Whatever chain breaking may have been gained during the week among the few adhering to the rules, continued weekend bad habits or negligence may negate them all when people congregate in numbers to jog and stretch together. Far from social distancing, there is social mingling in ways that were any within the premises infected, the virus could easily spread.
The shortcomings and dangers are legion. The 13 half-measures have not kept us safe. A lockdown is what makes sense to do without further delay. After all, delay will not remedy the situation; it will only leave the door open for a remediable situation to meltdown to disaster before we inescapably come to adopt late-in-the-day remedies. A stitch in time saves.
We make this call not oblivious of the dire strain a lockdown would be on our poor and struggling population. We agree that cut-and-paste or copy work of lockdown measures taken by other countries is not the way to go. We commend the hesitance of Benin to do just what others are doing. We salute the wisdom of President Patrice Talon that a total lockdown would punish his people since his country lacks the means to provide socio-economic palliatives.
But cut-and-paste would only hurt if done without accompanying socio-economic compensation measures. The Government and its friends should roll out accompanying socio-economic measures to cushion the effects of a lockdown. In the Government’s stimulus package from its solidarity fund, it should impose price reductions for goods and services and promise tax reductions to businesses, the price of fuel should be reduced, private schools should be offered crisis subventions to enable them pay teachers now out of work. The list is long.

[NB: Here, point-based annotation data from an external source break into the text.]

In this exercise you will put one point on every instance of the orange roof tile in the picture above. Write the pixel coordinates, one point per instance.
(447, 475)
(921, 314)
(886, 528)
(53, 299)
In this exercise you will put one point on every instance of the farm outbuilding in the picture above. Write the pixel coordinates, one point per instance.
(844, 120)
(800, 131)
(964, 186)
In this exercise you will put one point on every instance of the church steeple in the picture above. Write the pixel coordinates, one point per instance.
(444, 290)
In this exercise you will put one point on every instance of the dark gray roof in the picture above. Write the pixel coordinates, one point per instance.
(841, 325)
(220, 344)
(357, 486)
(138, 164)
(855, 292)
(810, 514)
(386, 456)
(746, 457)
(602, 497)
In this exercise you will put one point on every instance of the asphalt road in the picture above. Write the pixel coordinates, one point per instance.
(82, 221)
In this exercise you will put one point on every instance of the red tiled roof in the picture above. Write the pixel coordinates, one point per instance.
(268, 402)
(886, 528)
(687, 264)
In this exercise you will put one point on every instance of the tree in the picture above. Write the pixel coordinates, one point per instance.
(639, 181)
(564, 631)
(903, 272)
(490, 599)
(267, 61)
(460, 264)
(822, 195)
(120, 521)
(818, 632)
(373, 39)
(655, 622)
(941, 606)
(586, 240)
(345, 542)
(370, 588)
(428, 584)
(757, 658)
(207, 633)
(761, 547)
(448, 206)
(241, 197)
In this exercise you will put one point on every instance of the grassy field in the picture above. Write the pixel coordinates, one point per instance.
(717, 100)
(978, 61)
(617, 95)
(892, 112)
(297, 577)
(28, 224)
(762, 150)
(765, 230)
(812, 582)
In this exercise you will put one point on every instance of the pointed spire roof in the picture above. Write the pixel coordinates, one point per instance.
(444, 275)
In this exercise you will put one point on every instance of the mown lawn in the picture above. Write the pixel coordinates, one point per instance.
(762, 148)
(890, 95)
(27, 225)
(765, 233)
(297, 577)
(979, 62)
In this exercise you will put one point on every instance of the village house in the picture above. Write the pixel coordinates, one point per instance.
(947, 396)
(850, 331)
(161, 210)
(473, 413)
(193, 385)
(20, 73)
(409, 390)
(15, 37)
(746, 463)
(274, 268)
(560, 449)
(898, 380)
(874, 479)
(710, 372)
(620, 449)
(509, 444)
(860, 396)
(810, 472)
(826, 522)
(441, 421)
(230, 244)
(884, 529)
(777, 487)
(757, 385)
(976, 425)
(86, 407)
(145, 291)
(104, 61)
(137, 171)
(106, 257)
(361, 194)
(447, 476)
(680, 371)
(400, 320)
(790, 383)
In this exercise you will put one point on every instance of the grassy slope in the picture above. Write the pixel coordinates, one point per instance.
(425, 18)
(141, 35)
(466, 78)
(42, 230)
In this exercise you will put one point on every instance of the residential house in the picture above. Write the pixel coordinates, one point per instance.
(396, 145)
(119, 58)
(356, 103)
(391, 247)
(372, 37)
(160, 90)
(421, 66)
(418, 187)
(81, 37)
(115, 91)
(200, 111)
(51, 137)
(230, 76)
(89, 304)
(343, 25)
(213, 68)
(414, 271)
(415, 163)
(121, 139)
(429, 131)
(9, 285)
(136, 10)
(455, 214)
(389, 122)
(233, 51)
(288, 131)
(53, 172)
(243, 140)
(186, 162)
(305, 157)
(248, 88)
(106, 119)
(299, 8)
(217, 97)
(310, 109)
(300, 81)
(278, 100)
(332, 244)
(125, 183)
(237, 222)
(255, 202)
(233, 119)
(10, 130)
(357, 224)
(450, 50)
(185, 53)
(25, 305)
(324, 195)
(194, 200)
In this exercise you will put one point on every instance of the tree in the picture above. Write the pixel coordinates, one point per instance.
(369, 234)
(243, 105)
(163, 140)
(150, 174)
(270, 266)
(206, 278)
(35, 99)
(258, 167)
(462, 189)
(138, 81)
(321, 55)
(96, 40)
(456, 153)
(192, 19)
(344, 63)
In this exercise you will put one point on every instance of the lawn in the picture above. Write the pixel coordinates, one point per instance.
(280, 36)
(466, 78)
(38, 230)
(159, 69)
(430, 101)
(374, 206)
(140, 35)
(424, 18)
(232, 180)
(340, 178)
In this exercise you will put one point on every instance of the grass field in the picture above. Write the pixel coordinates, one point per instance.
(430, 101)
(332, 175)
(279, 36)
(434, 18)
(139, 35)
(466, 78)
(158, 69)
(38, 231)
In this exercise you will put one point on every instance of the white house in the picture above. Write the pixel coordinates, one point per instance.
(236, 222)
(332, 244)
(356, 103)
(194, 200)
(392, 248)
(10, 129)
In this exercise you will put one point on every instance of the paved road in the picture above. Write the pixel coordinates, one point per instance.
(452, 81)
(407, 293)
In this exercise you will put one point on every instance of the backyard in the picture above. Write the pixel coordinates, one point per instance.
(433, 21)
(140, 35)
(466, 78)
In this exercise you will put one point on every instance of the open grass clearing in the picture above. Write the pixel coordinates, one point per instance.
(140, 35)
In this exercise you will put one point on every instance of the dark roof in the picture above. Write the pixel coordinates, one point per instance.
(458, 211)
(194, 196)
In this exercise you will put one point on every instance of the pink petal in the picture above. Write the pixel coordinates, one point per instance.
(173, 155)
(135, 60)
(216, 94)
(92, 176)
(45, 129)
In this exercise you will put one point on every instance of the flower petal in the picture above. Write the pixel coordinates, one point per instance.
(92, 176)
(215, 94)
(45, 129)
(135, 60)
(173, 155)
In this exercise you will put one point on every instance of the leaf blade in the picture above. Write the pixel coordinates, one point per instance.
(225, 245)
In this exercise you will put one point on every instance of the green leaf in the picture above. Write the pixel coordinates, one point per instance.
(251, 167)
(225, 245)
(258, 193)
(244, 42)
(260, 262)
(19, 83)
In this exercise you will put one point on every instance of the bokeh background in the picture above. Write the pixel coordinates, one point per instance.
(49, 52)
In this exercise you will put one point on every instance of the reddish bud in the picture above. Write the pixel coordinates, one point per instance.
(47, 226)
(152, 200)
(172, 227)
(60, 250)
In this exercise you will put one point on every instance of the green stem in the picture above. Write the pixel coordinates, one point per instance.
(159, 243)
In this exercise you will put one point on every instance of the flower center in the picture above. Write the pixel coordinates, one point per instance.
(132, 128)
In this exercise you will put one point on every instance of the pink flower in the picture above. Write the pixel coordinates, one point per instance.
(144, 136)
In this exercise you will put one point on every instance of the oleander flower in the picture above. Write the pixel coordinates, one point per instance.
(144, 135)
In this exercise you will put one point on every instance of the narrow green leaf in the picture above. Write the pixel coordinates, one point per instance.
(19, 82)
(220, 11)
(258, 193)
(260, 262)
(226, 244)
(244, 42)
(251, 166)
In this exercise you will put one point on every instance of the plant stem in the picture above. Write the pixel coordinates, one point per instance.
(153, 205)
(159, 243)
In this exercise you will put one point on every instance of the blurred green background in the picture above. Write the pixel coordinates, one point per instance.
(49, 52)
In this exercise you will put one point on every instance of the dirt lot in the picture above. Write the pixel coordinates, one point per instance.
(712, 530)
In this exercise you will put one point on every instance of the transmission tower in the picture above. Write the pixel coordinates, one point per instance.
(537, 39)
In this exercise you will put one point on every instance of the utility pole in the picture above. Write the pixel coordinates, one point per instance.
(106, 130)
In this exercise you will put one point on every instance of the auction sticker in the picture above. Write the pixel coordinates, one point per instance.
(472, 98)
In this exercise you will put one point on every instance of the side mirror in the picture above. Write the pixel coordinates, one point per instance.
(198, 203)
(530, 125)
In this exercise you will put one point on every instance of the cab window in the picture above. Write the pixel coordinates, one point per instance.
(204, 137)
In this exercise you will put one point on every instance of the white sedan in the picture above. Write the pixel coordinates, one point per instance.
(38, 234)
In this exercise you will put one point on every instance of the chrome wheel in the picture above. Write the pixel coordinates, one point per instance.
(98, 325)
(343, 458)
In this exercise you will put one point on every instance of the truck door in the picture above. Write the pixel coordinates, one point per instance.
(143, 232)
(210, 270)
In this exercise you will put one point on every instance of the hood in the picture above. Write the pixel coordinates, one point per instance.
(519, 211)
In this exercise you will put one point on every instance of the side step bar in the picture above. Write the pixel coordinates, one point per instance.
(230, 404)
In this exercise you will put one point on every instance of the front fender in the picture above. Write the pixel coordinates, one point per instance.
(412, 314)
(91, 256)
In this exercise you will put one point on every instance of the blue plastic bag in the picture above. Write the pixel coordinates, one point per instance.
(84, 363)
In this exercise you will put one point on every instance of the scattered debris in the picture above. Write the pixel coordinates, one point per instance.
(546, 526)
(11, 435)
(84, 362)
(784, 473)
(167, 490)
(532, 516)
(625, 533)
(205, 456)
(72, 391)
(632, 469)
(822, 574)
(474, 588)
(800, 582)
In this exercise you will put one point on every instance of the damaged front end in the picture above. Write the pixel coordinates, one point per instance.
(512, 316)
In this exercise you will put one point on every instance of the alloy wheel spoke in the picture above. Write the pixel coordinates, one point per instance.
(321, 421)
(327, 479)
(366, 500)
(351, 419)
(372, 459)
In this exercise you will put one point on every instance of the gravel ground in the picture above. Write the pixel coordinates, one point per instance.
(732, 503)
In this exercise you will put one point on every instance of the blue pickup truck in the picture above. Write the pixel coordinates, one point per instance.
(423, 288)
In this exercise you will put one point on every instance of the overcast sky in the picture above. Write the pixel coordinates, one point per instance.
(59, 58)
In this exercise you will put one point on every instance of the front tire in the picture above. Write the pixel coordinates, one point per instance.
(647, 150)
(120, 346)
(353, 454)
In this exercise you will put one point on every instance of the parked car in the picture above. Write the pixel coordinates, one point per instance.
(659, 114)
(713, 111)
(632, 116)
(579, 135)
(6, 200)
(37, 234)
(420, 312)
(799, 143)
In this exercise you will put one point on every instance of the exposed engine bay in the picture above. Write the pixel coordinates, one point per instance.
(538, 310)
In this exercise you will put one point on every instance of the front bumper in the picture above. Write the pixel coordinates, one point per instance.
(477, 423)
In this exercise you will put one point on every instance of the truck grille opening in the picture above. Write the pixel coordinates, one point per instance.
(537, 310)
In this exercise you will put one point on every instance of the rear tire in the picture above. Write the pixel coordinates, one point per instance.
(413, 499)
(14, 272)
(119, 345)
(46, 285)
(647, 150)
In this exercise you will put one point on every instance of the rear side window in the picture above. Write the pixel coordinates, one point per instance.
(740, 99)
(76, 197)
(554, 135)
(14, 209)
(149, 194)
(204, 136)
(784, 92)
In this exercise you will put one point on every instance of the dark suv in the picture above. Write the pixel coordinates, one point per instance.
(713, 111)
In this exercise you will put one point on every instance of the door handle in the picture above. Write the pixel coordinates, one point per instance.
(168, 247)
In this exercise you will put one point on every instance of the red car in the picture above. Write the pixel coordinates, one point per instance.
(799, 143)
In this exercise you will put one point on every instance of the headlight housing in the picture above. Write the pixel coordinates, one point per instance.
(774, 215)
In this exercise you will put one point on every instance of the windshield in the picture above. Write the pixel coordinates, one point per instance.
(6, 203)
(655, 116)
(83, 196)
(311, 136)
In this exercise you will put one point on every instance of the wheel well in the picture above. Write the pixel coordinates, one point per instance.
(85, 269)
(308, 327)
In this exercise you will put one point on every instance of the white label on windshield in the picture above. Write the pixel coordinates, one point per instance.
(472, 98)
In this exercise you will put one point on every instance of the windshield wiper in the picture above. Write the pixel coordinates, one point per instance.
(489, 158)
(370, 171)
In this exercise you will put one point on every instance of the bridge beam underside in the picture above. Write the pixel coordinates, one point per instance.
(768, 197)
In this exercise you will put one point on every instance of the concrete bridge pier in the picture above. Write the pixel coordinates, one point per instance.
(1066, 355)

The best way to contain coronavirus is to break the chain of its spread and this can best be done by a complete lockdown of the country or a sectional that circumscribes the regions most hit by the virus, that is, Centre, Littoral and West. That way, with vigorous and rigorous testing and quarantine of suspected cases within two weeks (the incubation period of the virus) the true face of the virus will be exposed and managed.